4. Medicare Levy Surcharge
The Medicare Levy Surcharge is a sneaky, punitive tax that hits people who exercise the right to make their own health decisions. If you earn above a certain income (around $100k for singles) and don’t buy private health insurance, the government whacks you with up to 1.5 per cent extra tax on your income. This punishes you for sticking with Medicare, which you also pay for, and forces younger and higher income earners into private health cover. It’s outrageous: why should Australians be fined by the government for choosing not to pay expensive premiums to a private company? The tax was introduced in 1997 by the Howard government to boost private health insurance membership. The government’s own data proves it hasn’t worked. We should abolish this tax and let Australians make their own health choices.

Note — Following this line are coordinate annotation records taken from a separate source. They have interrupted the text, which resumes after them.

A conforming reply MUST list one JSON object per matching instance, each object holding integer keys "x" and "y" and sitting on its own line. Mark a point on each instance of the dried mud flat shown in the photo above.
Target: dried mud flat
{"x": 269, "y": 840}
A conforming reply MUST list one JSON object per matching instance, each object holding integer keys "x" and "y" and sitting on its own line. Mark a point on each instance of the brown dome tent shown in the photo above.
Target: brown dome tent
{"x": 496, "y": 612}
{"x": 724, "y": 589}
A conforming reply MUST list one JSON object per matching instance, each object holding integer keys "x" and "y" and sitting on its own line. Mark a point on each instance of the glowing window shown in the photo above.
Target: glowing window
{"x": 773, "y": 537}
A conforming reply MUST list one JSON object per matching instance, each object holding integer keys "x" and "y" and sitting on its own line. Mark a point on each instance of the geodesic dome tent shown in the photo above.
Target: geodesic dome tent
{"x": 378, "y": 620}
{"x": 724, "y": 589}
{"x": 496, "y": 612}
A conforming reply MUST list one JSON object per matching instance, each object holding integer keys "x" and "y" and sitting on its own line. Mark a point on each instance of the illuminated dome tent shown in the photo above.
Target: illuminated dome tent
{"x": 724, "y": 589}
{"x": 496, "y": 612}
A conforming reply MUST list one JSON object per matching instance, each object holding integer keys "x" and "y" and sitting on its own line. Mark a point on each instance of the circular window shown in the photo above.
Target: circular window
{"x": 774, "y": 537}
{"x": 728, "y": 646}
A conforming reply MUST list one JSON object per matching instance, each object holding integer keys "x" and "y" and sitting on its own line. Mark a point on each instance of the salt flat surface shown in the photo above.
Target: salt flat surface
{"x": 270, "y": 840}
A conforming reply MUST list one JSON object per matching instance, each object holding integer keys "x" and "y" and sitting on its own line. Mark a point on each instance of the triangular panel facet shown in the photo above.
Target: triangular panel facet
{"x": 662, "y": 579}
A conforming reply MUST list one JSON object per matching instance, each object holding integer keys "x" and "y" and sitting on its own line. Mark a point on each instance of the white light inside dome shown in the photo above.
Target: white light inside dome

5. Congestion and Parking Space Levies
In several cities, state and territory governments impose a hidden tax on car parks. Politicians say it’s to reduce traffic congestion, but we know it’s really their addiction to the revenue. These levies discourage people from visiting city centres that are already struggling in the work-from-home era. Since it was introduced in 2006, Victoria’s congestion levy is up more than 600 per cent. It jacks up the cost of commuting by car, hurting people who live in outer suburbs with poor public transport options. Driving is not a luxury for many Australians: it’s a necessity for shift workers and those who can’t afford to live in the inner-city. If we want vibrant city centres, we should encourage people to visit and not hit them with a tax for the sin of parking their car.
These five taxes are unnecessarily punitive, raise very little in the context of total government revenue and should be abolished immediately.
Australians are drowning in taxes that range from counterproductive to outright absurd.
This is by no means an exhaustive list. Here are two additional dishonourable mentions.
6. Tobacco Excise
As I canvassed in a recent article, Australia’s tobacco excise is an excellent Laffer curve case study. For years, our government has hiked tobacco taxes to some of the highest levels in the world, believing it would drive down smoking. Instead, we’ve hit the tipping point and it’s backfired spectacularly. The black market has exploded, organised crime incidents have become a daily occurrence, and our overzealous politicians and bureaucrats refuse to admit defeat. Tobacco excise is so high that the surge in black market sales has resulted in collapsing tax revenue. It’s time to abolish this tax, it’s the only thing that will give consumers confidence to return to legal retailers.
7. Alcohol Excise
If you enjoy a beer or a glass of wine, prepare to pay through the nose. Thanks to biannual excise hikes, Australia now has the third-highest beer tax in the developed world. Alcohol, like tobacco, is already subjected to consumption tax (10 per cent GST), but the government piles an extra excise on top of that, turning your pint or bottle into a tax layer cake. It’s blatant revenue-raising, it’s punitive, and it’s symbolic of Australia’s nanny-state culture. This tax needs to go.
All these taxes represent the very worst of government overreach. In most instances, they represent a tiny sliver of total government tax revenue, meaning they’re nothing more than a punitive, bureaucratic burden.
When was the last time you heard a government minister propose abolishing a tax, as opposed to implementing a new one? Australia needs a leaner, fairer tax system that doesn’t penalise success, ambition or everyday life. The quickest way to start is by torching the stupid taxes listed above – the sooner, the better.